The invention provides a silicone rubber composition for use as a high-voltage electrical insulator according to claim 1.
Further aspects are methods of preparing the compositions (claim 12), curing them to make insulators (claim 14) and use for insulation (claim 16).

FURTHER EXPLANATIONS; PREFERRED AND OPTIONAL FEATURES

A first essential composition of the silicone rubber composition for use as high-voltage electrical insulators according to the invention is an organopolysiloxane, of the following average compositional formula (1): R¹ _nSiO_(4-n)/2 wherein R¹, which may be the same or different, is a substituted or unsubstituted monovalent hydrocarbon group and n is a positive number of 1.98 to 2.02.
In formula (1), R¹ represents substituted or unsubstituted monovalent hydrocarbon groups bonded to silicon atoms, preferably of 1 to 10 carbon atoms, more preferably 1 to 8 carbon atoms. Included are unsubstituted monovalent hydrocarbon groups, for example, alkyl groups such as methyl, ethyl, propyl, isopropyl, butyl, isobutyl, tert-butyl, hexyl, and octyl; cycloalkyl groups such as cyclohexyl; alkenyl groups such as vinyl, allyl, propenyl, isopropenyl, butenyl, and hexenyl; aryl groups such as phenyl and tolyl; and aralkyl groups such as benzyl, phenylethyl, and phenylpropyl; as well as substituted monovalent hydrocarbon groups in which some or all of the hydrogen atoms attached to carbon atoms in the foregoing groups are substituted with halogen atoms, cyano groups, etc., for example, halogen- and cyano-substituted alkyl groups such as chloromethyl, bromoethyl, trifluoropropyl, and cyanoethyl. The substituents represented by R¹ may be identical or different.

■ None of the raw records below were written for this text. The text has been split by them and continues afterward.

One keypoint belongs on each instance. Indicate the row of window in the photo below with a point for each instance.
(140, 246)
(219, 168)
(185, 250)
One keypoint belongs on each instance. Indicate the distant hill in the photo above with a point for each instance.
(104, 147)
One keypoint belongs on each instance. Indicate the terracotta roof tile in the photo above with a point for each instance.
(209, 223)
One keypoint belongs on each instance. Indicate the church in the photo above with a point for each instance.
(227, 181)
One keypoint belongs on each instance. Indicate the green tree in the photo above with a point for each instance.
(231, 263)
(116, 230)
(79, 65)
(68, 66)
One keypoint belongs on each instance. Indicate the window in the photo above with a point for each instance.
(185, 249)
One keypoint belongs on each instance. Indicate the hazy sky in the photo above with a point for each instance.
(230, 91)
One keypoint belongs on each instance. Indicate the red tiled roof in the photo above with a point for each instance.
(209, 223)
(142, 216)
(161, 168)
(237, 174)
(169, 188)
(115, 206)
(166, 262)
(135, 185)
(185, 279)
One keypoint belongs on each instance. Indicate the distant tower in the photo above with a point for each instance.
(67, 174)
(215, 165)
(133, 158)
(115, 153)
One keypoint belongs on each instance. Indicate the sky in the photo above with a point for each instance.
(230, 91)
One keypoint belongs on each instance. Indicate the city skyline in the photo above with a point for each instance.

It is preferred that 0.001 to 5 mol%, especially 0.01 to 1 mol% of all the R¹ groups in a molecule is an alkenyl group. The remaining is a methyl or phenyl group. In this case, at least 95 mol%, especially at least 99 mol% of all the R¹ groups is preferably a methyl group.
No particular limits are imposed on the molecular structure of the organopolysiloxane, e.g. of formula (1), although those blocked with triorganosilyl groups such as trimethylsilyl group, dimethylvinylsilyl group, divinylmethylsilyl group and trivinylsilyl group at the end of their molecular chain are preferred. Basically, linear organopolysiloxanes in which the main chain of the molecule consists essentially of the recurrence of diorganosiloxane units are preferable although the linear organopolysiloxanes may contain a small amount of mono-organosiloxane units and branched siloxane units such as SiO₂ units in a molecule, and a mixture of two or more organopolysiloxanes having different molecular structures is acceptable.
The organopolysiloxane preferably has an average degree of polymerization (or the number of silicon atoms in a molecule) of about 100 to about 100,000, especially about 4,000 to about 20,000, and a viscosity of at least 100 centistokes at 25°C, especially 100,000 to 10,000,000 centistokes at 25°C.
A second component (B) of the silicone rubber composition is finely divided silica which is essential to produce silicone rubber having improved mechanical strength. To this end, silica should preferably have a specific surface area of at least about 50 m²/g, more preferably about 50 to 500 m²/g, especially about 100 to 300 m²/g as measured by the BET method. When silica with a specific surface area of less than 50 m²/g is used, some cured parts may have poor mechanical strength.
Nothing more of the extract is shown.